Jann méditeJann Halexander chante encore… mais quel âge ça lui fait-il ? Né au Gabon, à Libreville, d’une mère pianissse et d’un père ministre plénipotentiaire (ha-ha, ça rigole plus), l’homme qui se présente comme acteur-réalisateur-chanteur-écrivain, fasciné par Anne Sylvestre et Mylène Farmer, propulse une chanson plutôt pop-poétique qu’à texte, si on entend par « chanson à texte » un fredonnement avec mobile, crime et chute. Le 8 octobre, il terminait sa série de spectacles sur le format « Affidavit », avec guitarissse et deux chorissses en sus du chanteur-pianissse. Nous y étions, et nous en fûmes bien heureux.
Car le spectacle, sur une structure ABA (entrée par salle, spectacle sur scène, sortie par salle, c’est mieux que l’inverse), présente une facette séduisante du gaillard. Ses chansons varient, bien fol est qui s’y fie. Tantôt soukouss, tantôt rythmiquement brassessiques, tantôt mélodiquement sylvestriennes, tantôt marquées par cette structure classique de la descente d’un ton à quatre reprises (Am/G/F/E, par ex.), tantôt intimiste, tantôt latines, tantôt introspectives, tantôt généralistes, elles s’inspirent de thèmes connus souvent revivifiés – la famille, l’amour, le rapport aux origines – et puisent dans des genres divers, lorgnant à l’occasion vers la crudité voire la cruauté vampirico-sexuelle de Marie-Paule Belle sans jamais s’en approcher, parce que c’est son choix.
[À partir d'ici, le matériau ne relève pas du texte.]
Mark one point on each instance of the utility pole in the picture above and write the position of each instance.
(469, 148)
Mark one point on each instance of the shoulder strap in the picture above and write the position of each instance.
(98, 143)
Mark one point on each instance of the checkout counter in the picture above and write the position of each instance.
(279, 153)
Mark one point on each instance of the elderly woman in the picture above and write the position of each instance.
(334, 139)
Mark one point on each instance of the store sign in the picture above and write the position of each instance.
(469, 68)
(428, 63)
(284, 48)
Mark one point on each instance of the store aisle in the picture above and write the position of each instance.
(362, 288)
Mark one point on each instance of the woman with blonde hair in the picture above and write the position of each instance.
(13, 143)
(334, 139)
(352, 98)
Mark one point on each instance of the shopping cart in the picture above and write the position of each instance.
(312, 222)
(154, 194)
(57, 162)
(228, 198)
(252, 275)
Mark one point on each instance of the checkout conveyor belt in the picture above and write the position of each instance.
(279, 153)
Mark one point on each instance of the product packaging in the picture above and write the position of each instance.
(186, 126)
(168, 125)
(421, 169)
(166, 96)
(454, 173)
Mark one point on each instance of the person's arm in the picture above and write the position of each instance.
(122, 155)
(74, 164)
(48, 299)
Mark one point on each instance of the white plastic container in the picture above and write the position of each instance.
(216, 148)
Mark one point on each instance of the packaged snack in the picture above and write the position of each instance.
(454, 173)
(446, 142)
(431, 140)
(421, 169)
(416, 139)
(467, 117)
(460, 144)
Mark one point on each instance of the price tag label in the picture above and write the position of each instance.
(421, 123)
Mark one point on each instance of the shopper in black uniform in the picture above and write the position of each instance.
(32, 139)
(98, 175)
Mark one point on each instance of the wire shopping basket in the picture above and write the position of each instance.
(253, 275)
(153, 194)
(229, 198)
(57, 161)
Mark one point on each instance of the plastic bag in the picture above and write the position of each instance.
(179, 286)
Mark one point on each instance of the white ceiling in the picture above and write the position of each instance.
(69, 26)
Jann Halexander a beau être un pseudo, ce n’est ni un mème, ni un fake.
En effet, le zozo a un univers qui lui est propre et va très au-delà de ce que YouTube valorise de lui – LGBT, antiracisme métissé, post-leprestisme… Son auto-ironie lucide et ses inspirations multiples le conduisent à butiner dans des genres d’ordinaire cloisonnés, et cela participe pleinement de la séduction qui saisit le spectateur à la fin du spectacle. Certes, un critique pourra pointer, du haut de sa toute-puissante prétention, telle ou telle option artistique qui ne lui paraît pas optimale : la rythmique de la guitarissse – incroyablement peu charismatique, quoi qu’elle daigne enfin lâcher un sourire sur la fin – a beau s’appuyer sur seize ans (n’est-ce pas trop ?) de conservatoire à Fontainebleau, sa mollesse sans fantaisie paraît ne rien apporter à l’accompagnement, qui moins est quand elle double les accords du piano – la blague sur « elle peut jouer ça pendant 24 h » évoquant la déjà ancienne facétie de Thomas Fersen, ravi de prolonger l’intro de son gratteur parce que, après tout, cet esclave est payé pour ça ; l’apport original des choristes, au plaisir communicatif et valorisés individuellement avec pertinence, décevra les gourmands qui penseraient « pourquoi pas plus d’harmonisations à plusieurs voix ? » ; l’ajout de textes indispensables au chanteur dès qu’il se pose au piano semble alléger çà et là la qualité de l’interprétation, l’artissse feignant vaguement d’être dans le par-cœur tout en coulant des regards vitaux vers son prompteur acoustique ; le savoir-jouer du chanteur fait regretter qu’il ne se lâche pas davantage lorsqu’il est au piano, notamment en solo instrumental, etc.

Photo : L. Elanga.

Photo : L. Elanga.

N’empêche. Même pour ces zzzurluberlus qui en veulent toujours plus à leur goût – individus dont, admettons-le, il est possible que nous fassions partie de temps en temps –, reste la joie d’une soirée parfaitement adaptée à son écrin, en dépit de chaises qui ont l’air de vouloir vous expulser après quelques minutes de cohabitation, et en dépit du laïus mignon mais dispensable de la patronne du lieu sur le thème « défendez les artissses en venat voir du spectacle vivant… chez moi ». Reste le plaisir d’un répertoire roboratif, puissant et intelligemment agencé (la chanson sur le serpent norvégien est idéalement placée pour faire son effet), chanté avec cœur et avec ce rien de retenue pleine de désillusion qui paraît constitutive du mec en dépit de son masque plein d’assurance. Et reste l’occasion de découvrir sous son meilleur jour artistique une personnalité singulière jusque dans sa façon de chanter, avec un souffle long et une intonation parfois sciemment fausse – personnalité que l’on peut, en toute honnêteté, conseiller aux lecteurs du présent post d’aller applaudir lors d’un prochain passage scénique.
Même quand on va le voir alors que l’on est fatigué, usé, à bout, Jann Halexander sait séduire son auditoire, fanatique de son travail ou néophyte curieux. Ce soir-là, pour moi, c’était pas gagné. C’est gagné. Respect.